The issue isn't that Bayesian methods used incorrectly can have bad frequentist properties. It's that, according to many flavors of Bayesianism, having bad frequentist properties isn't a valid line of critique.
You may not believe in the particular stances I'm calling out, but if so, we don't disagree.
I mean "with simulations using a probability distribution [for the true parameter] different from the prior used in the Bayesian analysis." (The issue of model error is a separate question.)
Yes, in this case would should conclude there is something wrong with the Bayesian way. If you hand me a statistical method to e.g. estimate some parameter that frequently returns answers that are far from the truth, that is a problem. One cannot assume the prior exactly describes reality (or there would be no point in doing inference, because the prior already gives you the truth).
At least a Bayesian posterior tries to describe reality.

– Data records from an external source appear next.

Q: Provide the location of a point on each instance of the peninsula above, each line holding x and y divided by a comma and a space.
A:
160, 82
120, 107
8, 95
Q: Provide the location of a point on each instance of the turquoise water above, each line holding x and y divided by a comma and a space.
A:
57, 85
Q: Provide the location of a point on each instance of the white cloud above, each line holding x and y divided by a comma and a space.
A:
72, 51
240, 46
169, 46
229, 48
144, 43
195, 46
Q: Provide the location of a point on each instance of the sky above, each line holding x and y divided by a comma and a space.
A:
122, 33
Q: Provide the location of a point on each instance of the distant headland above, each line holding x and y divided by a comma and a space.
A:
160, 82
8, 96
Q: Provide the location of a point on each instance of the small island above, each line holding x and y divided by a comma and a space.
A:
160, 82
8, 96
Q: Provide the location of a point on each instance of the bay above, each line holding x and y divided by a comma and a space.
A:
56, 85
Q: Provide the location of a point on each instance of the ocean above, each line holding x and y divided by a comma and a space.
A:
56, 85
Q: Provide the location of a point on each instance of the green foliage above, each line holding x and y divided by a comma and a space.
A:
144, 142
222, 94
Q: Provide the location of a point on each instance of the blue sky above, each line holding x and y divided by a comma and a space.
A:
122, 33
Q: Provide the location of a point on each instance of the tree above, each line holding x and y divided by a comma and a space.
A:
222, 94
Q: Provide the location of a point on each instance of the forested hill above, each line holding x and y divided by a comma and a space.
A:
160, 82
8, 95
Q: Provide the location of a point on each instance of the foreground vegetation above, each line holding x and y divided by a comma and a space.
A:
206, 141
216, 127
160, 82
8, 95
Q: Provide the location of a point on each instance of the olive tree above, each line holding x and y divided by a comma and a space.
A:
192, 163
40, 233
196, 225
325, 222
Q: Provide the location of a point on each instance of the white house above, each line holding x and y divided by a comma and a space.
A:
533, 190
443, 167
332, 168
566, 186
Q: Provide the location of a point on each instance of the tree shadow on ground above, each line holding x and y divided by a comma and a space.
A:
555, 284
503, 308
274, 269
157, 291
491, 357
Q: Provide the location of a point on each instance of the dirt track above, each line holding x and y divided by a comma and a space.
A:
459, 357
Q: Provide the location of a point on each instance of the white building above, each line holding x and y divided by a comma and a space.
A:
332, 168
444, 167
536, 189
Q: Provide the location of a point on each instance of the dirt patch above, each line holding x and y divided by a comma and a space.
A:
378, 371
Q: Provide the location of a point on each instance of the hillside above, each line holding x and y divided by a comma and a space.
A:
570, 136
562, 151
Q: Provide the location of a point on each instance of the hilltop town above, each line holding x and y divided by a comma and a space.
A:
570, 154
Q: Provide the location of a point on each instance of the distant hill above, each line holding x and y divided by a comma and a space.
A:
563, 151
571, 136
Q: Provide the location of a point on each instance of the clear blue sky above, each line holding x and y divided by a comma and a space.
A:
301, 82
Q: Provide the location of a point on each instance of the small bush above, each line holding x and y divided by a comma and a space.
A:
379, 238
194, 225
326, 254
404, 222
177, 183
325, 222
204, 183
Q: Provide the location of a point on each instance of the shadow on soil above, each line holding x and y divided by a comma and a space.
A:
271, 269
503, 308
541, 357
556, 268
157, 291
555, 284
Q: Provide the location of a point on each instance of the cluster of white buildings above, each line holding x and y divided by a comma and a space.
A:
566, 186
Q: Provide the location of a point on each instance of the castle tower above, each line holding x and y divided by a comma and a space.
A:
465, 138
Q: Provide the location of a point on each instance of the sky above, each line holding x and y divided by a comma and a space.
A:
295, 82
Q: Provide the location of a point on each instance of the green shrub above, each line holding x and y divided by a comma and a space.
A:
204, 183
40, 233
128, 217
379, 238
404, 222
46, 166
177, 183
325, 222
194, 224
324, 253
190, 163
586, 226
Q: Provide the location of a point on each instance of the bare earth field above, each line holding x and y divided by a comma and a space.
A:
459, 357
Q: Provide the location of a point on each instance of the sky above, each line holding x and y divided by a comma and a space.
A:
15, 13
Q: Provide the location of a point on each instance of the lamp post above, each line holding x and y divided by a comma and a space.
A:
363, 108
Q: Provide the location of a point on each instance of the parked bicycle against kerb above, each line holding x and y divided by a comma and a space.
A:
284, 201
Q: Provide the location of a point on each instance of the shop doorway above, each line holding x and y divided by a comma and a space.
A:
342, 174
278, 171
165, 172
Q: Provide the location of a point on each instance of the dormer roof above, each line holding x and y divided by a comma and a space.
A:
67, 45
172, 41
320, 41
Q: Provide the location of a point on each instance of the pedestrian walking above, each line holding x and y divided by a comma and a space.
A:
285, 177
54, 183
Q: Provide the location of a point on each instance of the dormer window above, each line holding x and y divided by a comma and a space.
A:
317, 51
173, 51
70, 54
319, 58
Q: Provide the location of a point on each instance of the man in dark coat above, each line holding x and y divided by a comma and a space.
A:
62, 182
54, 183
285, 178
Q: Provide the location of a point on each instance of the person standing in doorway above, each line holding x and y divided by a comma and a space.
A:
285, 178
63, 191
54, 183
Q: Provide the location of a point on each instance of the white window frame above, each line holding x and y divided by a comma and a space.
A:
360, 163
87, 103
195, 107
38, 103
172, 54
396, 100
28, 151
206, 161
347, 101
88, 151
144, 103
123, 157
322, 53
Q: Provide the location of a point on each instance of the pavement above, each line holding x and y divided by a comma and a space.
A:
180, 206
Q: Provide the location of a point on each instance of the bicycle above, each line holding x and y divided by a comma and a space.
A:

In a way which is consistent with the prior and the data. But again, GIGO. Including prior information into the inferential process will be beneficial if it's correct but detrimental if it isn't. Hardly surprising.
On the other hand, Frequentist methods do not claim anything concrete about reality. Only about long-run frequencies in hypothetical replications.
You may think that makes them better, it's your choice.
Sure, I agree bad priors will give inaccurate inferences. My point is simply that to make a statement like, "an inaccurate prior generates many inaccurate inferences, and therefore it is garbage," one has to adopt a frequentist criterion for the quality of an estimator (like "gets good results most of the time").
You may not believe in the particular stances I'm calling out, but if so, we don't disagree.